O tempo escorre por entre os dedos, e o que parece sólido se dissolve em nuvens que nunca chegam a se formar, restando apenas o desejo de um céu mais claro.

Vários Eus no ano de 2024.

Aqui uma playlist de 5 músicas para entrar no mood da leitura > Spotify | Apple Music.

Falhei!
Publiquei meu primeiro texto neste espaço em 27 de março de 2023, explicando meu objetivo: escrever o que desse na telha (em fonte serifada), uma tentativa de equilibrar as energias e não entregá-las inteiramente ao trabalho.

E o que eu fiz??? Em uma linda bandeja de prata, entreguei até a última gota de energia para o trabalho 🥰

Antes que você me julgue e pense que me falta determinação, permita-me contextualizar. Prometo não me alongar tanto — depois podemos falar de livros.

Os dois últimos anos foram marcados por mais picos que vales. Fui confiado a desafios e responsabilidades que, honestamente, nem eu sabia se conseguiria abraçar (felizmente, minhas chefes sabiam). Era como tocar sozinho um barco — um Titanic, para ser mais preciso. E, claro, não faltaram icebergs no caminho. Vi muitos abandonarem o navio enquanto eu permanecia, segurando o leme. Às vezes, parecia que o barco iria se partir e afundar de vez, e, na minha cabeça, eu iria de Jack. 

Bom, para não transformar isso em uma epopeia: deu tudo certo. Fui reconhecido, ganhei uma equipe que me inspira todos os dias, e no happy hour de fim de ano, fui laureado pela diretoria como destaque na minha área, com direito a bônus e tudo. Não poderia estar mais realizado no trabalho. Sinto que conquistei ainda mais a admiração dos meus pares, clientes e fornecedores. E, para fechar, no último dia de recesso, recebi um desafio diretamente da vice-presidente que me deu fôlego para encarar 2025 com ainda mais energia. Está tudo mais que encaminhado.

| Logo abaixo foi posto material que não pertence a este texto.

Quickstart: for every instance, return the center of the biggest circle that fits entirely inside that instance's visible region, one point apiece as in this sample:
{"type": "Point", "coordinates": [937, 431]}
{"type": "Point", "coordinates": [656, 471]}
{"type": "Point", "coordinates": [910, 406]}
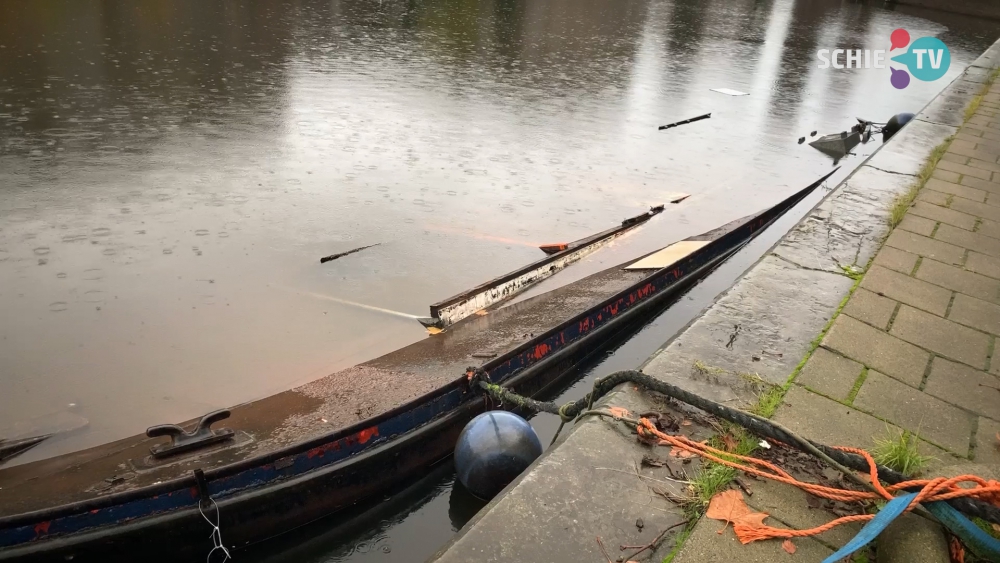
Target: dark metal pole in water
{"type": "Point", "coordinates": [326, 259]}
{"type": "Point", "coordinates": [684, 122]}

Incrível ganhar esse prêmio ao lado da Marina, que me inspira tanto. Aliás, para tudo e vai conferir a newsletter dela: https://umanewslettersobremaquiagem.substack.com

E qual foi o preço de tudo isso?

Não sou de exatas, portanto, não sei fazer essa conta, mas diria que foi um preço alto. O primeiro custo foi a exaustão criativa. Sem energia mental para produzir, redirecionei meu foco para o consumo — algo menos oneroso. Li como nunca havia lido antes e, pela primeira vez, cumpri minha meta no Goodreads: quase 40 livros em um ano. Pode não parecer muito, mas para mim foi um feito. Sempre amei ler, mas a leitura e a rotina travavam um embate constante. Em 2024, me disciplinei. Todos os dias, antes de dormir, li algo, uns dias mais que os outros, se tornou uma constante derrubar o livro/kindle na cara. 

Assim sendo, este projeto aqui foi para o caralho. Não me sentia capaz, depois de dias exaustivos de trabalho, de parar e escrever algo que me movesse de verdade. Muito por conta de um excesso de preciosismo: o texto precisava ser o mais correto possível, as ideias claras com um fio condutor sólido da narrativa. Hoje, com outra perspectiva, eu aliviaria esse peso. Deixaria as palavras fluírem, livres, seguindo o curso natural de um pensamento ainda por se organizar. Se Virginia Woolf pôde, por que eu não? (Por favor, não responda).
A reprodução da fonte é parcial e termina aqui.